Table of Contents
The letter kills
Paul taught the Corinthians saying, “who also made us sufficient as ministers of the new covenant, not of the letter but of the Spirit; for the letter kills, but the Spirit gives life” (2 Corinthians 3:6). The apostle explained to them that before his conversion, he was educated to be a minister “of the letter” that is to externally keep the law (Acts 22:3; Philippians 3:4–6).
But God taught the apostle to be a minister “of the spirit” of all His law. The spirit of life in Christ had liberated him from that superficial external obedience of rules (Romans 8:2). And instead, taught him to seek an internal obedience of the law which involves the motives of the heart. Thus, the apostle was called to abandon the hypocritical observance “of the letter” of the law for that “of the spirit” (Romans 8:1, 2; 2 Corinthians 5:17).
The apostle Paul gave the same message to the church in Rome when he wrote, “But now we have been delivered from the law, having died to what we were held by, so that we should serve in the newness of the Spirit and not in the oldness of the letter” (Romans 7:6). In this passage Paul described the legalistic obedience of people who try to gain salvation by works of law.
And he corrected their thinking saying, “For by grace you have been saved through faith, and that not of yourselves; it is the gift of God, not of works, lest anyone should boast” (Ephesians 2:8,9). It is through grace on God’s part and faith and surrender on man’s part that anyone can be saved.
External verses Internal obedience
The Pharisees gave a surface empty obedience to God. For they were diligent to “pay tithe of mint and anise and cummin” but at the same time omitted the “weightier matters of the law, judgment, mercy, and faith” (Matthew 23:23). These religious leaders magnified and honored their own laws of Judaism, listing them as being of greater importance than God’s moral law (Matthew 22:36). They gave great weight to the man-made ordinances and to the external forms observances of the law (Mark 7:3–13).

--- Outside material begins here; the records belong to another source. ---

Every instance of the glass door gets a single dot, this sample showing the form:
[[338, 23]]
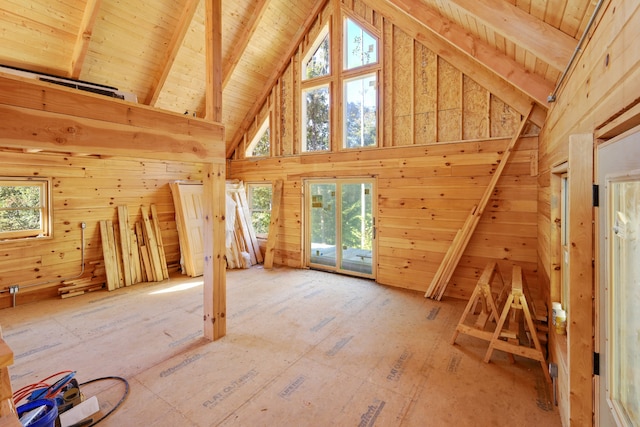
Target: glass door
[[341, 228], [619, 261]]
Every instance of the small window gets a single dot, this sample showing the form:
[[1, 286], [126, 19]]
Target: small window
[[259, 199], [564, 242], [361, 48], [360, 111], [261, 144], [315, 118], [316, 62], [24, 208]]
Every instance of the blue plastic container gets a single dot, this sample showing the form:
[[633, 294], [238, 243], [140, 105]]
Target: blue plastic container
[[47, 419]]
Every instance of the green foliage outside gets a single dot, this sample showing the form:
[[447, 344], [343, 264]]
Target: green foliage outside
[[318, 64], [262, 147], [357, 229], [260, 208], [317, 119], [19, 208]]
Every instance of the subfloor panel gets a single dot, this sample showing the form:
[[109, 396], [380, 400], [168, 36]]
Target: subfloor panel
[[303, 348]]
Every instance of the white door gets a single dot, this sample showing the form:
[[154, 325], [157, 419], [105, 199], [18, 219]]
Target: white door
[[618, 166]]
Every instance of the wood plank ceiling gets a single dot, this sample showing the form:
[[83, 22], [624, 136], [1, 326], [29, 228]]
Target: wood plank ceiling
[[155, 48]]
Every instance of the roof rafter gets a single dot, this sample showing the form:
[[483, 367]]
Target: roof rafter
[[534, 35], [240, 46], [171, 53], [83, 38], [498, 73], [278, 69]]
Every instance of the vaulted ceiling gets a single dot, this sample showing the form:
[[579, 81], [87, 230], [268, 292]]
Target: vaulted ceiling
[[155, 49]]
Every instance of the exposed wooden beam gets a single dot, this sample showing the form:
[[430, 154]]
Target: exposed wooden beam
[[171, 53], [241, 44], [494, 71], [213, 48], [83, 39], [42, 116], [214, 201], [532, 34], [278, 69]]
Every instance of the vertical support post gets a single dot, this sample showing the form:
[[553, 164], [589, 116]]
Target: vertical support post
[[213, 216], [580, 311], [213, 48]]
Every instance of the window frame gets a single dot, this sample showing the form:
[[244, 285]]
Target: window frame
[[248, 188], [266, 125], [325, 32], [365, 29], [303, 116], [359, 72], [345, 111], [46, 216]]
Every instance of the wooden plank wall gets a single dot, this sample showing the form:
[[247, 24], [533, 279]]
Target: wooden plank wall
[[428, 176], [423, 98], [604, 83], [85, 189], [424, 195]]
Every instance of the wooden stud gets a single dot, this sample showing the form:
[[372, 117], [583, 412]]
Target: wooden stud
[[125, 245], [274, 224], [158, 233]]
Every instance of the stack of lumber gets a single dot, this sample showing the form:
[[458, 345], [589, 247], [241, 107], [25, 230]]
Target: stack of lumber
[[242, 248], [241, 236], [133, 254], [93, 281]]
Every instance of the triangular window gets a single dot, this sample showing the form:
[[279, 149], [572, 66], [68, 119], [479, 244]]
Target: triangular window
[[316, 62], [361, 48], [261, 144]]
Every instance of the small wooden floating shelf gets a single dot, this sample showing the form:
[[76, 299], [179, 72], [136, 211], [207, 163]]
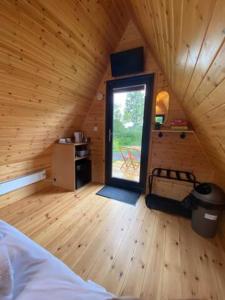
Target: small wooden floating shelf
[[79, 158], [172, 130], [75, 144]]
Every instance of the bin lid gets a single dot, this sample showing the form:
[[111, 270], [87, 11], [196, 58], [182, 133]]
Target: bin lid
[[210, 193]]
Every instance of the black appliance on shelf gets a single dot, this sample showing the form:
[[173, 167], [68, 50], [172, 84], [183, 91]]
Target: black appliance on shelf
[[83, 172]]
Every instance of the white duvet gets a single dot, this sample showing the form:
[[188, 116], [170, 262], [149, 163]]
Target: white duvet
[[28, 272]]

Heart religion – love to God and love to man
The religious leaders forgot almost completely the accurate spirit of the law itself which is a heart religion that consists of love toward God and toward men (Matthew 22:37, 39). This love is translated in a heart obedience to God’s moral law – the Ten Commandments (Exodus 20:3-17). The first four commandments deal with man’s relationship with God and the last six deal with man’s relationship with his brothers (Mark 12:30-31).
In the Sermon on the Mount, Jesus taught that man’s actions or outward works should be motivated by an inward divine love (Matthew 5:17–22). People thought they can be saved by external obedience to the law but Christ taught that obedience must stem from the heart. And He focused on the “weightier matters” which are mercy, justice and truth.
Service and obedience “in oldness of letter” can lead only to sin and death (Romans 7:5). For the unconverted life, has its main goal the gratification of the appetites of the flesh. But life “in the Spirit” is the opposite of that (Romans 8:9).
God’s grace renews the heart
The gospel of Christ teaches of God’s grace that enables people to offer spiritual obedience to God from pure and undefiled hearts (Acts 15:11). To be converted of the Holy Spirit means the creation of a sanctified heart and the renewal of a right spirit (Psalms 51:10). Thus, the believer no longer obeys God from a sense of legal bondage and fear, but he obeys Him in a new spirit of freedom moved by love (John 4:23).